Reliability Engineering, Scale, and TrainerRoad

@Nate_Pearson & team -

I don’t love doing forum callouts for this stuff, but this is starting to happen with enough frequency that it’s frustrating me as a customer:

Without knowing the specifics of how TR engineering teams are structured, I will assume there is a team who are either loosely or explicitly defined as SRE/WebOps/DevOps/Platform-Engineering (pick your buzzword), and otherwise known as the the group of people whose shared responsibility is to keep the site online and the data on time.

In my own work life, I lead engineering teams in this space, and have first-hand experience of how difficult, stressful, and non-trivial it can be to keep a platform online and highly available, especially a public-facing one… like TR, especially a growing one… like TR. I have limitless empathy and respect for the engineers who have to respond to alerts at 2am, and live-debug an incident on a critical production system. I have spent many hours on those calls, and probably shaved years off my life as a result.
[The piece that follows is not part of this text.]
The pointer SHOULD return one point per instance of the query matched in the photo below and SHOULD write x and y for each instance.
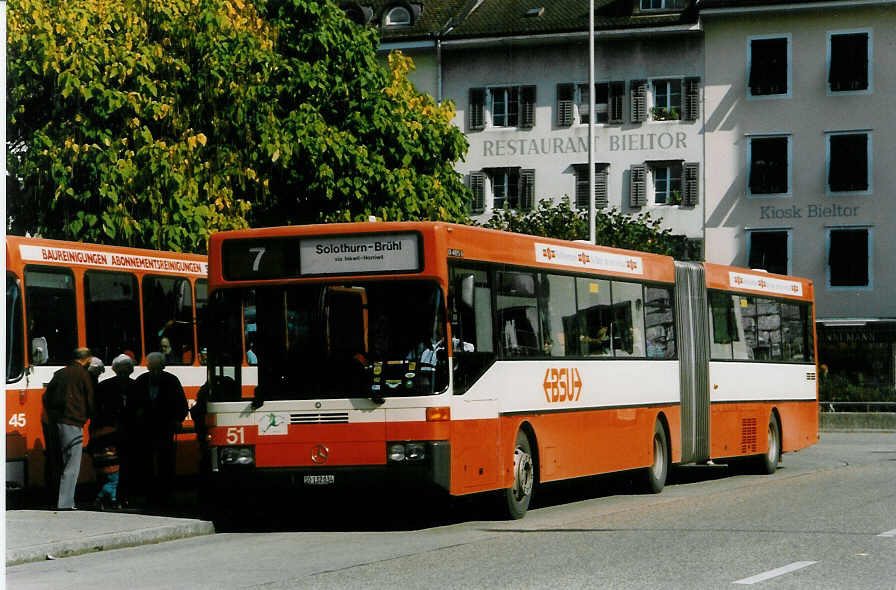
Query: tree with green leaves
(154, 124)
(612, 228)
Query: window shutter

So I get it…

BUT… it is getting frustrating to encounter these platform issues with seemingly (albeit anecdotally) increasing frequency. TR markets itself heavily as a platform for time crunched athletes, which is definitely me - so when I come home weary from my own day in the trenches, cram some food, get my bottles ready, get changed, and finally get on the bike to train only to be presented with an authentication failure that makes the entire app fail, I have to ask some questions:

Why doesn’t the TR app fail-open? - Not being able to login or otherwise talk to the TR servers should have zero bearing on my ability to open the app and do a workout. The app should opportunistically try to phone home and sync, but if that isn’t possible for some reason - either local to me or with TR mothership - just fail-open and let me carry-on! Cache the workout library and other required assets locally, and force a token renewal at some acceptable interval (1-2 weeks)… if I am offline for 3 weeks, fine force me to login and and renew.
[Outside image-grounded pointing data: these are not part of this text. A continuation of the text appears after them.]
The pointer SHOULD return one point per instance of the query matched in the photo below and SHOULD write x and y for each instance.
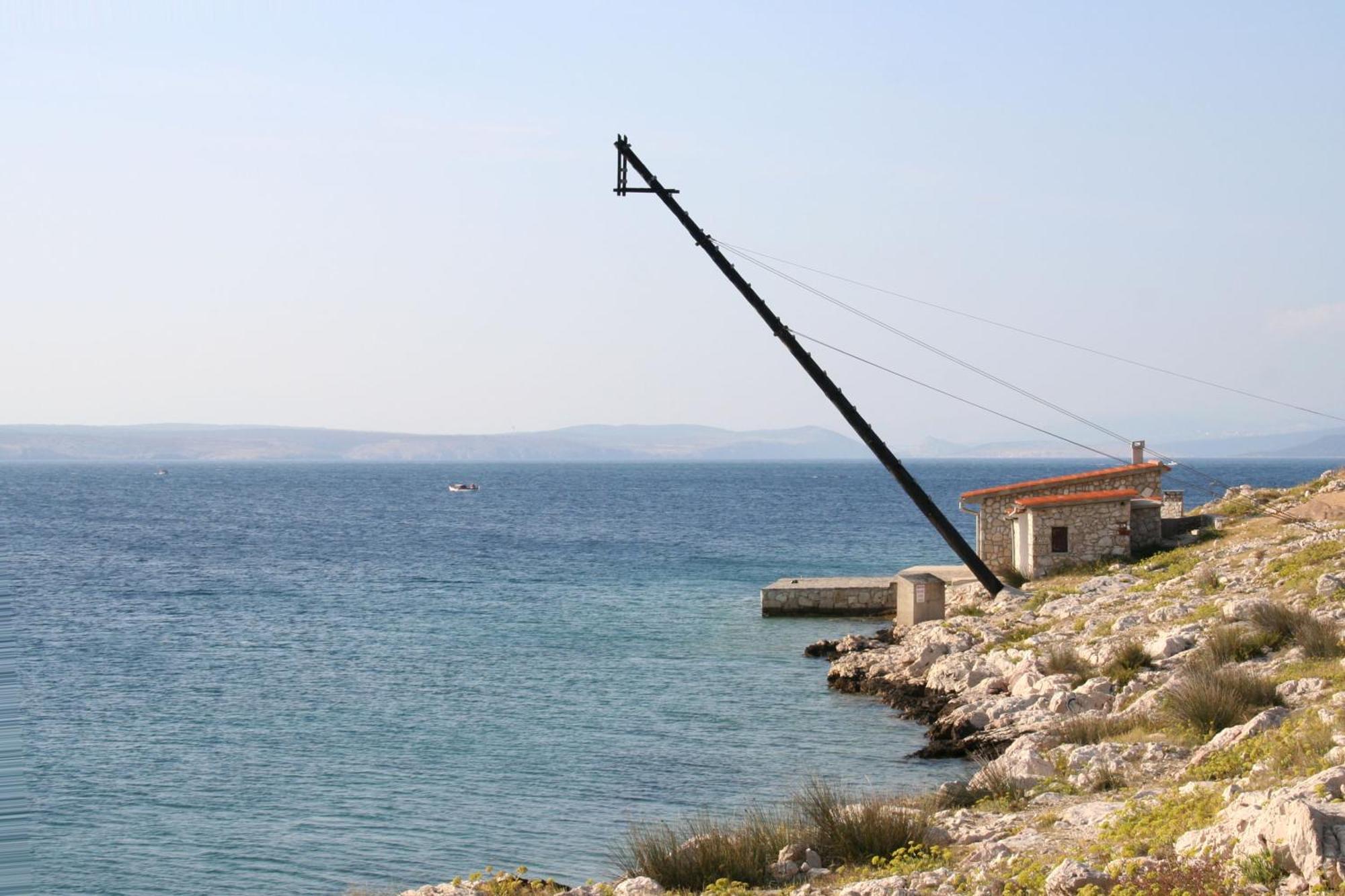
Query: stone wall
(845, 596)
(995, 534)
(1147, 526)
(1100, 529)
Why is there no status page and/or updates on any of the social channels? - Get something… anything… up at status.trainerroad.com. There are dozens of serviceable products in this space, Atlassian StatusPage, Incident.io, PagerDuty, Pulsetic, Uptime.com, etc… just pick one, and throw something up. Have it report basic availability status for however the app is broken down in a way that is useful to end-users (you can have a different dashboard for internal stuff, maybe you already do). I’m just making this up, but maybe AI FTP detection is an entirely separate service from basic workout syncing, imagine if instead of people asking why AI FTP detection is slow or not working, they can just check the status page! Amazing, right!? In addition to the automated availability reporting, engineering teams can post quick blurbs/updates about any incidents being investigated. Doing a scheduled deployment that might cause issues? No problem! Just throw it on the status page.

Coinsbase has a nice example of this: https://coinbase.statuspage.io/

Is there a SRE/DevOps/WebOps team at TR? - Getting back to my assumption at the top, I assume there is a team or group whose core responsibility is production, or a dog-fooding DevOps type model which also works well… But if I was wrong, I can’t help but think it’s high-time to remedy this, and treat production availability as a primary concern. Choose whatever operational model you like - it doesn’t matter, as long as at the end of the day someone (team) is responsible for it. Production systems can’t be an off-the-side-of-your-desk-not-my-day-job that some dev gets saddled with, but who can’t really focus on it. If something breaks in production, someone needs to be paged by an automated alerting system immediately, and engaged to drive a resolution.

Before the forum jumps down my throat and says TR is a small company and this feedback is unreasonable. What I’ve outlined above are absolute basics table-stakes stuff for running web platforms, small or large, and if anything the challenges I am highlighting are ones of scaling-up and success… which is great!

@Jonathan you ask on every podcast to get people to sign up for TR, and note that the increased subscription rates will help with feature development and overall value delivery for customers. As one customer (but I am sure I speak for a few) , one area I would like to see an increased focus on is operational discipline… at least give me the impression you’re monitoring things!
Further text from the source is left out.